By far the biggest source of the decline in work, Mr. Mulligan says, has
been much easier eligibility rules for unemployment insurance, food stamps and
housing aid. When subsidies for consumer-loan forgiveness are added in,
government transfers almost tripled after 2007.
The Obama administration's theory is that government-supplied benefits will
lead to more consumer spending and thus stimulate the economy. Mr. Mulligan,
subjecting labor statistics to detailed scrutiny, shows, on the contrary, that
government "help" can in fact be counterproductive.

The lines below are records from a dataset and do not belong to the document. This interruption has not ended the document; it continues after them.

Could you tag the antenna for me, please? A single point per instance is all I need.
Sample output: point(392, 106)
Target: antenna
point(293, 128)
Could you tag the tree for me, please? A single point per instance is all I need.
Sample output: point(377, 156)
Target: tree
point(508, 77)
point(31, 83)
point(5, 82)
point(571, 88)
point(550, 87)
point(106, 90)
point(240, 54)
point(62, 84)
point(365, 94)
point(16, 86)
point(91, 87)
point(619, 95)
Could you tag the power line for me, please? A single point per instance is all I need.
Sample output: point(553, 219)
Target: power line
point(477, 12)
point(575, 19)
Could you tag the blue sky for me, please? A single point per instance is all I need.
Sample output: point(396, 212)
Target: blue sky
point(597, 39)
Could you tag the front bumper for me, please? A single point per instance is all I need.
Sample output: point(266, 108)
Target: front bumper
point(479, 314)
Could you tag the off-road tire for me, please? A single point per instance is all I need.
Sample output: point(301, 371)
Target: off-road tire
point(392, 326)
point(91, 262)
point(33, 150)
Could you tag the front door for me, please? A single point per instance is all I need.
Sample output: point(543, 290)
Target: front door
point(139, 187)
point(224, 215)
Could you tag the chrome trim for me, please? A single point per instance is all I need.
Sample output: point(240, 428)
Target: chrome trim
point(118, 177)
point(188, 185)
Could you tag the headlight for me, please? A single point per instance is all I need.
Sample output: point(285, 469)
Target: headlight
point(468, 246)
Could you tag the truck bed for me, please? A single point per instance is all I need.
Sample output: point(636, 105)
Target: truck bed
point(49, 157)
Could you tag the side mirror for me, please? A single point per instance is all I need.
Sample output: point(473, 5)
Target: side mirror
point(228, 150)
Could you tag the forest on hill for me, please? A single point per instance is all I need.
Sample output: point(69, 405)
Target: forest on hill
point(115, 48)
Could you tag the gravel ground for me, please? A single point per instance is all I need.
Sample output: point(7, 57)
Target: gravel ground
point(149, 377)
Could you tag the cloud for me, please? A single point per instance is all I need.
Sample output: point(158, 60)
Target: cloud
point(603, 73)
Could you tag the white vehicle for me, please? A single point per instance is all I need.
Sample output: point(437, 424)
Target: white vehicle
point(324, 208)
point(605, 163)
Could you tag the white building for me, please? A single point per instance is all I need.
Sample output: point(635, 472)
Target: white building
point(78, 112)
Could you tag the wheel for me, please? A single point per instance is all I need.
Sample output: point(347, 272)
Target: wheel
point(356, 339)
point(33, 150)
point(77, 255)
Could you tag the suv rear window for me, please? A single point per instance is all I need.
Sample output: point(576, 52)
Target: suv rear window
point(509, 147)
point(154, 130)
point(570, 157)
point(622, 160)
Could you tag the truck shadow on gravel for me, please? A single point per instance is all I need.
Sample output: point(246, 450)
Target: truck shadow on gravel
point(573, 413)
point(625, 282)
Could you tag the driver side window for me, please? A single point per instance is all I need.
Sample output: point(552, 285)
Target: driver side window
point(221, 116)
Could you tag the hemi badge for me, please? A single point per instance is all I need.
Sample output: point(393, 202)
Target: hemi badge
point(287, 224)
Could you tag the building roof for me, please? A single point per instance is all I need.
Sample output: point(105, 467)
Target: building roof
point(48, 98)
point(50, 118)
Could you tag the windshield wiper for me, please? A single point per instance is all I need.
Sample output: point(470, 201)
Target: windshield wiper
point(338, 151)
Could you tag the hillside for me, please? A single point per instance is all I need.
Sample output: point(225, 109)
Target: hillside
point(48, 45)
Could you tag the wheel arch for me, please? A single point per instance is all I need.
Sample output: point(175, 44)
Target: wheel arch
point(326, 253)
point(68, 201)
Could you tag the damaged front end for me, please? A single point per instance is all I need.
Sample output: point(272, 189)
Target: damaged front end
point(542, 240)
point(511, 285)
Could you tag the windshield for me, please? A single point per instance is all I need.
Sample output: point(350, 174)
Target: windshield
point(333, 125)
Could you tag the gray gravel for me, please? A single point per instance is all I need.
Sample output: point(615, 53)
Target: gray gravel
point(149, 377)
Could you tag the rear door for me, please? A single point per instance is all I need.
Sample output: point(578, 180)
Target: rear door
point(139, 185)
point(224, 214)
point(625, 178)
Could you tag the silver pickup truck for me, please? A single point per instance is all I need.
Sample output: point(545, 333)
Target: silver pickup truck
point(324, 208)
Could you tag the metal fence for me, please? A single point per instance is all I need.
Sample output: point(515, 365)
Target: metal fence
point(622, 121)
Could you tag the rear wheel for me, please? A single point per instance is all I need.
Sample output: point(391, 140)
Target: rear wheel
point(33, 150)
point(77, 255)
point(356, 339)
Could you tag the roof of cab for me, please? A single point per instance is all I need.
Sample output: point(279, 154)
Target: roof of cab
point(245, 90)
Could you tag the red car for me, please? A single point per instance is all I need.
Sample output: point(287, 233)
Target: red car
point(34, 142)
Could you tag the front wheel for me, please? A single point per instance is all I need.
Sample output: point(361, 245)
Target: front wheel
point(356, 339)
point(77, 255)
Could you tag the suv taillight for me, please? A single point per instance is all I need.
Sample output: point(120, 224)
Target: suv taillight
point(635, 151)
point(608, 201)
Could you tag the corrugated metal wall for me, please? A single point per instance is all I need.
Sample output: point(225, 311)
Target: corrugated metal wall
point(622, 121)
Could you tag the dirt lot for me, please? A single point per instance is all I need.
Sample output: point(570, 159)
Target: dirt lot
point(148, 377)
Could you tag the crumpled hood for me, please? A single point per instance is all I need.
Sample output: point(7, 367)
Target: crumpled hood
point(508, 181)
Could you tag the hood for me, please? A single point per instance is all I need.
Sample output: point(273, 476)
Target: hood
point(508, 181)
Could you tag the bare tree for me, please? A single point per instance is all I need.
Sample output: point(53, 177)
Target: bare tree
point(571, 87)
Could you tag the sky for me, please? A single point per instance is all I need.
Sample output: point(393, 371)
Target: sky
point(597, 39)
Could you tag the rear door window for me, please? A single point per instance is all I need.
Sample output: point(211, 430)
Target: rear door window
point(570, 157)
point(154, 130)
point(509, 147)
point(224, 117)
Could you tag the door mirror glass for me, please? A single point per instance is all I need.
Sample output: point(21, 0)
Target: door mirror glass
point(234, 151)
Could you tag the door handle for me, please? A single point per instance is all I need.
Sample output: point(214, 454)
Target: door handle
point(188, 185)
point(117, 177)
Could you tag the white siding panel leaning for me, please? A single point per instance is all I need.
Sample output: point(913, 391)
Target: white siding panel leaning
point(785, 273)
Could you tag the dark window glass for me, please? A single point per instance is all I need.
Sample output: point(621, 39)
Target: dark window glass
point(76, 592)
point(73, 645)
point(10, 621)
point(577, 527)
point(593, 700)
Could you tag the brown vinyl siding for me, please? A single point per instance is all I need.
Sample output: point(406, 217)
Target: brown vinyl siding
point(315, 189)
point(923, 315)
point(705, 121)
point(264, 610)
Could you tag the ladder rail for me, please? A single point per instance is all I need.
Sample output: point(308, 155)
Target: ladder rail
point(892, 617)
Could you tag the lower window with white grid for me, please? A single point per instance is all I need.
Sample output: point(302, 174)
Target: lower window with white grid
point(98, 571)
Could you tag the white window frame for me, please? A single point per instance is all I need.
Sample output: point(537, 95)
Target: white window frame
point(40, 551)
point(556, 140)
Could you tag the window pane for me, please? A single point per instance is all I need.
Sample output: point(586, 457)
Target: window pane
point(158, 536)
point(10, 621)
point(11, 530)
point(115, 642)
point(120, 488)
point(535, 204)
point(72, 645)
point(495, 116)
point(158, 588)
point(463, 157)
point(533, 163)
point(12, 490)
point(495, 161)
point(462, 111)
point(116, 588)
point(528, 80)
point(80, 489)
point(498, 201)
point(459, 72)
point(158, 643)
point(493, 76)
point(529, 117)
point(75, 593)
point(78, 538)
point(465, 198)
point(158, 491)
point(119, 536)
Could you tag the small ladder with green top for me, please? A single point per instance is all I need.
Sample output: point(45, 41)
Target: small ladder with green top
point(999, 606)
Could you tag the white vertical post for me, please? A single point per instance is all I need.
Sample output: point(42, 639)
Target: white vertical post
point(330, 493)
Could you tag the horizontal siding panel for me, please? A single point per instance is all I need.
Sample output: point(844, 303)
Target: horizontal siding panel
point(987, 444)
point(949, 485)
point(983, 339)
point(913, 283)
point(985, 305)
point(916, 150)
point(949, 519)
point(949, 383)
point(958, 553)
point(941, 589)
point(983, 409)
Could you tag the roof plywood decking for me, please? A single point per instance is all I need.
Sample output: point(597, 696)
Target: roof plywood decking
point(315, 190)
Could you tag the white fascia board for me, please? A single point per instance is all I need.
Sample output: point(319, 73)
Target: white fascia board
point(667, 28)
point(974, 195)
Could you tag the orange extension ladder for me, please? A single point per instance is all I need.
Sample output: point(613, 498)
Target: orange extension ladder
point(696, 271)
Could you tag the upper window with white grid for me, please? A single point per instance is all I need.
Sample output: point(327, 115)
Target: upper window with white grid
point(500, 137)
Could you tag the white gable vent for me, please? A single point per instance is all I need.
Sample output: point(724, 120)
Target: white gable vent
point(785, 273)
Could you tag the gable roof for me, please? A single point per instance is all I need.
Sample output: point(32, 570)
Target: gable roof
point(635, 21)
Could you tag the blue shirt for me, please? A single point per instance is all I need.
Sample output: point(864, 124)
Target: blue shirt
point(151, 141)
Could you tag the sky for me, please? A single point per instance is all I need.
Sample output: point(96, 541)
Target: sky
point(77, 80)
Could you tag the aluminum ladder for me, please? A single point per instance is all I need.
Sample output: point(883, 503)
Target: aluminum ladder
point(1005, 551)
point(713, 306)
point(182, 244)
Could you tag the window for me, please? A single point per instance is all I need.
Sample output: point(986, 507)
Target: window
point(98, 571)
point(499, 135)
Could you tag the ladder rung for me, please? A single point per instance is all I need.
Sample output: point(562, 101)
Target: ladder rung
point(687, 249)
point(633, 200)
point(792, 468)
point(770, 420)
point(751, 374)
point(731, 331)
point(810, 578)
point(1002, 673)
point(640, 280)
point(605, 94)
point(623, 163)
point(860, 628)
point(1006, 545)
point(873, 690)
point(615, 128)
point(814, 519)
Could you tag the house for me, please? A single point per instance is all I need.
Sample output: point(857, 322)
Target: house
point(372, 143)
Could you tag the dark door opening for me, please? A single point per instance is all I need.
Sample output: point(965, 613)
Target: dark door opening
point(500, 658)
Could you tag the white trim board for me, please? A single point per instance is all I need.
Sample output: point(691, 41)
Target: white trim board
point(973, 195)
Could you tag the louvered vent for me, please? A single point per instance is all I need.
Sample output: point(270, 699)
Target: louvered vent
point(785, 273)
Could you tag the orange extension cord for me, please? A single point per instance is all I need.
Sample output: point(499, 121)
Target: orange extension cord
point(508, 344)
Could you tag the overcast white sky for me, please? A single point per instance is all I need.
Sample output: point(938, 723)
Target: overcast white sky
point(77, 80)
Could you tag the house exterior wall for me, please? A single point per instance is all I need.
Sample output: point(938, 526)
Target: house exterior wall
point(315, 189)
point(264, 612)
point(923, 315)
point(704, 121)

The annual value in average benefits for not working rose from $10,000 in
2007to $16,000 in 2009. Such increases were inversely related to changes in
average hours worked. On average, Americans worked 120 fewer hours in 2009 than
in 2007—the largest contraction in work effort of any recession since the
Depression. Since 2009, work hours and labor-force participation have remained
at record lows even though the recession officially ended in June 2009.
It should shock no one that disincentives to work—e.g., two years of
unemployment-insurance benefits instead of the usual six months—have made the
unemployment problem worse. Mr. Mulligan stresses that, at a certain point,
relief programs create a disincentive to work.
It is not only the unemployed who are affected. People working part-time or
performing jobs that might allow for extra hours (and income) are discouraged
from seeking more work. They easily grasp that, by working more, they will lose
benefits and face the possibility of paying more in taxes. In short, the
penalty for logging an extra hour on the job can exceed the income it brings
in: If you make $30,000 a year and your pay from added hours rises to $33,000,
you may well lose more than $3,000—the combined effect of additional taxes paid
and foregone government subsidies. There are plenty of such cases, where, for
low-income Americans, the marginal tax rate—as defined by taxes paid plus
benefits lost on an additional dollar of income—can exceed 100%.
The ongoing consequences of added subsidies for the unemployed in 2010-12 explain
why the labor market is not even close to a full recovery four years after the
recession began.
All of the above have confirmed that higher payments for not working have
made labor more expensive.
In 2009, it was argued that the primary problem with the economy was a
reduction in demand—i.e., a lack of consumer spending—which caused businesses
to cut production and lay off workers. However, during the worst of the 2008-09
troubles, most sectors of the business community increased their use of
production inputs other than labor hours. “Production inputs” includes, mainly,
the use of machines to do the work of former laborers. Of course, machines do
not pay taxes; neither are they consumers. As a result, the use of machines and
“other production inputs” do not help the economic situation of our country.
In short, businesses drove up productivity by shedding workers. Why?
"Businesses perceive labor to be more expensive than it was before the
recession began," Mr. Mulligan writes. The reason for the added cost was
that easier requirements for benefits—even as the government was pumping
"stimulus" money into the economy—unwittingly reduced the supply of
workers. As output began to rise, firms hired fewer workers. National unemployment
has stayed so high for so long because of the government's policies, not in
spite of them.
By the way, Mr. Mulligan doesn't challenge the claim that a surge in
unemployment benefits, food stamps and other subsidies may have been desirable
to prevent hunger or severe poverty for out-of-luck families or unemployable
people traumatized by the recession. He simply notes that, though increasing
subsidies may be compassionate in the short term, it comes with costs in the
long term that eventually cause more hardship rather than less.
(This blog post was redacted
from a book review by Steven Moore in the Wall Street Journal of 11/4/2012.)